6.11.2012

The homes of the ones I love

It has been nearly 8 months since I first walked through the slum area of Lakhtokia. I had seen pictures of massive slums, this is one is small by comparison to the ones that pop up in major cities like Mumbai. Despite its small size, I was shocked at how many people could live in one space. I remember feeling almost like I was invading their privacy because I was so out of place and they live their lives in the open. I tried not to gawk but I was estimating how many children there were and trying to comprehend what I was seeing. Maybe it is because I have been there now so many times, their homes so clear in my head that I forget that not everyone knows or can visualize what we speak of when we use the word 'slum.' I guess my best description with words is that slum homes are made of other people's discarded materials. Some with tarps, cardboard maybe even some old metal siding. They are easily broken down, burnt and moveable if needed quickly (the government here randomly decides to raze slum areas, leaving the families without homes and no alternative place to go) Some have been built behind fencing that was there for the train tracks and they even form little alleyways and rows, it is actually quite organized when you take a walk through the insides of the rows.

Lakhtokia

Backside of two rows of homes

Inside a typical slum home

One of the downfalls of the otherwise awesome leaf plates is that they tend to leak a bit. The manager of the temple where we serve the food isn't a fan of this and tried to get us to go back to the aluminum containers. I say tried because it wasn't something I could really budge on so instead the solution is that the kids cannot sit on the temple grounds to eat therefore reducing the mess. I was walking sweet Mirna back to her home yesterday (the wee ones struggle with the big plates) when I was just washed with momentary sadness. What do they do when it rains?

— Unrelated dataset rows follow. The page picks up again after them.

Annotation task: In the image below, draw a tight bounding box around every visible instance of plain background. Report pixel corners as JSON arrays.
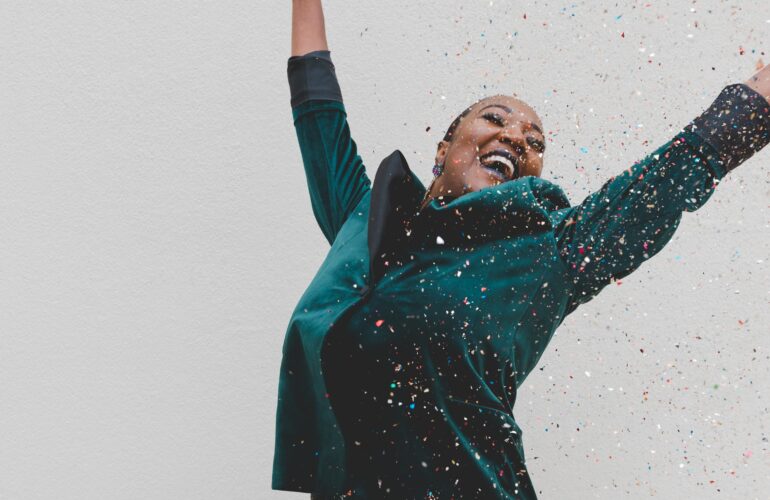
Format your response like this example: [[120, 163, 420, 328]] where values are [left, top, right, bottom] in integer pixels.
[[0, 0, 770, 500]]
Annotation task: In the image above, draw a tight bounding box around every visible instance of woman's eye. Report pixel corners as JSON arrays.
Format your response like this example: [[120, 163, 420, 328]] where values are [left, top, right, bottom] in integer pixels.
[[483, 113, 503, 127]]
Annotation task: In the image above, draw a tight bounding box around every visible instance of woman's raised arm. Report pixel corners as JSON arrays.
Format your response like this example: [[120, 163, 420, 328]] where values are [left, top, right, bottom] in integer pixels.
[[291, 0, 329, 56], [551, 70, 770, 315], [287, 0, 371, 245]]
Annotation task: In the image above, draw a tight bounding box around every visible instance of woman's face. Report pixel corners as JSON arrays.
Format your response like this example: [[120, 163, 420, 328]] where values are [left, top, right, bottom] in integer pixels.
[[429, 95, 545, 203]]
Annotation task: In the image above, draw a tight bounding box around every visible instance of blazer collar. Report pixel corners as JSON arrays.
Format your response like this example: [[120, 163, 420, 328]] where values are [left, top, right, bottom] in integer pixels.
[[367, 149, 427, 282]]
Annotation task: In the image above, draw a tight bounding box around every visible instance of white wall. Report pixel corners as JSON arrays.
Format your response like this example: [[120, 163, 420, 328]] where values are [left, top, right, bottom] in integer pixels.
[[0, 0, 770, 500]]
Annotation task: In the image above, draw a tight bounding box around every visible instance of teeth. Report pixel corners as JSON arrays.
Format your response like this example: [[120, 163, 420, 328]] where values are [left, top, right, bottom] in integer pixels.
[[484, 155, 514, 172]]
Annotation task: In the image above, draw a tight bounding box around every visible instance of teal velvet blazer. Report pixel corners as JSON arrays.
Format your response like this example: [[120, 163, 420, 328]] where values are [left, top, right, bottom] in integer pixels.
[[272, 51, 770, 499]]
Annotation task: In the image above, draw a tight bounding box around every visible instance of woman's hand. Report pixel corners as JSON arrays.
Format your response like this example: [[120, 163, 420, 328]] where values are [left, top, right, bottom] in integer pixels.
[[746, 60, 770, 102], [291, 0, 329, 56]]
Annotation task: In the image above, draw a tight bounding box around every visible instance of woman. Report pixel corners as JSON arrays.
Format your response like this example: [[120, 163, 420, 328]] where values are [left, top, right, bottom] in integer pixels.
[[272, 0, 770, 499]]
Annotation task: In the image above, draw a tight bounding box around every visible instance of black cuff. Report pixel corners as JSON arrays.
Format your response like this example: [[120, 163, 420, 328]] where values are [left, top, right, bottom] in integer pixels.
[[684, 83, 770, 172], [287, 50, 342, 108]]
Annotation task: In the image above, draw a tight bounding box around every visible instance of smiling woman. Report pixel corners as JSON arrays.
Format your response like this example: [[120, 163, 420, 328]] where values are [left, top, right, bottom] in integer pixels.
[[272, 0, 770, 499], [421, 95, 545, 207]]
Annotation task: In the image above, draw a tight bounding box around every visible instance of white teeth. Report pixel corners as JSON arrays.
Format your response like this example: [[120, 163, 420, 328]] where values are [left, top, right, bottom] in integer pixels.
[[484, 155, 514, 172]]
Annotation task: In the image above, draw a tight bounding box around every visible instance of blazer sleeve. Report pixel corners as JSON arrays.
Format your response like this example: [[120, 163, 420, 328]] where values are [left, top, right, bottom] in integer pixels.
[[287, 50, 371, 244], [551, 83, 770, 315]]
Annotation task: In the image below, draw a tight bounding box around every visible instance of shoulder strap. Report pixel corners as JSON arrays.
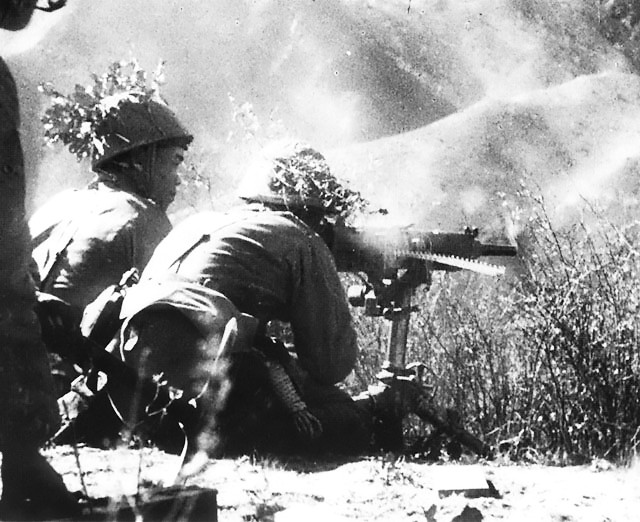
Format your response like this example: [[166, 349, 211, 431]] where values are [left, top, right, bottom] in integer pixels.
[[39, 220, 78, 291]]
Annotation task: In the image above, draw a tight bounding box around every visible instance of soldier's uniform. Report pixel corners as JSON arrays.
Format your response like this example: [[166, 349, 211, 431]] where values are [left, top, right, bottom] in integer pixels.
[[0, 55, 59, 446], [142, 208, 358, 384], [29, 182, 171, 313], [123, 207, 372, 453]]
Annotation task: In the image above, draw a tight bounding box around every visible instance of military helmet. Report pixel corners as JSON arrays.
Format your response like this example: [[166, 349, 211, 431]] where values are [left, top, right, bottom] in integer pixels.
[[239, 142, 366, 215], [92, 98, 193, 171]]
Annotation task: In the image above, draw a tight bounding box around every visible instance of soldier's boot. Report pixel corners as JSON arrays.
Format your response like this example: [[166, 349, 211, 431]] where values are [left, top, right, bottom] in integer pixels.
[[0, 447, 81, 520]]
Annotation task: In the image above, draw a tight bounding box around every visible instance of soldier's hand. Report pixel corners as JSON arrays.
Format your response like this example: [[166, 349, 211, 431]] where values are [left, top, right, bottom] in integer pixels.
[[36, 292, 82, 357], [293, 409, 322, 440]]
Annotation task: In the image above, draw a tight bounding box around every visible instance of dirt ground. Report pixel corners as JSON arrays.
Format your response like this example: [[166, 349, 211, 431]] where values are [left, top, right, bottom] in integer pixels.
[[45, 446, 640, 522]]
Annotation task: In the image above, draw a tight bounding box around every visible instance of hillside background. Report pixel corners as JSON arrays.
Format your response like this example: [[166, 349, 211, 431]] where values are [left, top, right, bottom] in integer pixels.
[[5, 0, 640, 237]]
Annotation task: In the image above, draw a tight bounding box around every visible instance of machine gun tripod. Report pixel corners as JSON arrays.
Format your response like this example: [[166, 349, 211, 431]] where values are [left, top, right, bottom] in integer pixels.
[[334, 223, 516, 457]]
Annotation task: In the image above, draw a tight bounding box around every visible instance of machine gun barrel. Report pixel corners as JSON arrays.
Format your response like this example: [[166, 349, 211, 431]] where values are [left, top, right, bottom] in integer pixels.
[[333, 226, 517, 278]]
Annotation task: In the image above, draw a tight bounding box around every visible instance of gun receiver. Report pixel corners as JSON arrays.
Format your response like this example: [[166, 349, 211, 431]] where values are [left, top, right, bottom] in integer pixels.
[[333, 221, 517, 456]]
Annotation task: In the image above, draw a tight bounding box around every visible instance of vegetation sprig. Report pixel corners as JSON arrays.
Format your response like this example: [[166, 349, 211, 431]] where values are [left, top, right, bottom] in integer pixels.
[[38, 59, 164, 160]]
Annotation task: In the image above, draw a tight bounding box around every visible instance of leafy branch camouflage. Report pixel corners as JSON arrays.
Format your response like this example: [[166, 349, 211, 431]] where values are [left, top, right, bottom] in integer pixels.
[[269, 147, 369, 218], [38, 59, 164, 160]]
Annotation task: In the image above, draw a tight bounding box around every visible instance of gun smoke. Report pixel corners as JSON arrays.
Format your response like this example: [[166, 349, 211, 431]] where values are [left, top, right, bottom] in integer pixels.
[[2, 0, 640, 235]]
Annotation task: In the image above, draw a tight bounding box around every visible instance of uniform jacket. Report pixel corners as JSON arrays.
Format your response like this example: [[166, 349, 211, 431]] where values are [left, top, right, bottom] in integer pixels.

What if they fall ill with cholera or dysentery, unable to escape the monsoon water and the diseases it can carry? How do they sleep at night? What would they think if they saw my home? I don't know the answers to all of these questions but I know  we have an awesome group of pediatricians who would treat their illness. We have friendship and time together rain or shine. This is their home, it is what they know, it is where they are comfortable. So instead of getting totally lost in the sadness, I took a moment to sit Mirna down inside the four cardboard walls where she lives, placed her food on the makeshift table and became overwhelmed with thankfulness at being so welcome inside these homes. 

8 comments:

  1. You are so amazing. I know you are just doing what you need to do, but know that you are doing good and shining your light in this world so full of evil. You are doing a good thing and these pictures just break my heart. Because what would they think of my home? My accessible clean water? My fridge? My septic system? Totally puts into perspective how greedy we (I) am.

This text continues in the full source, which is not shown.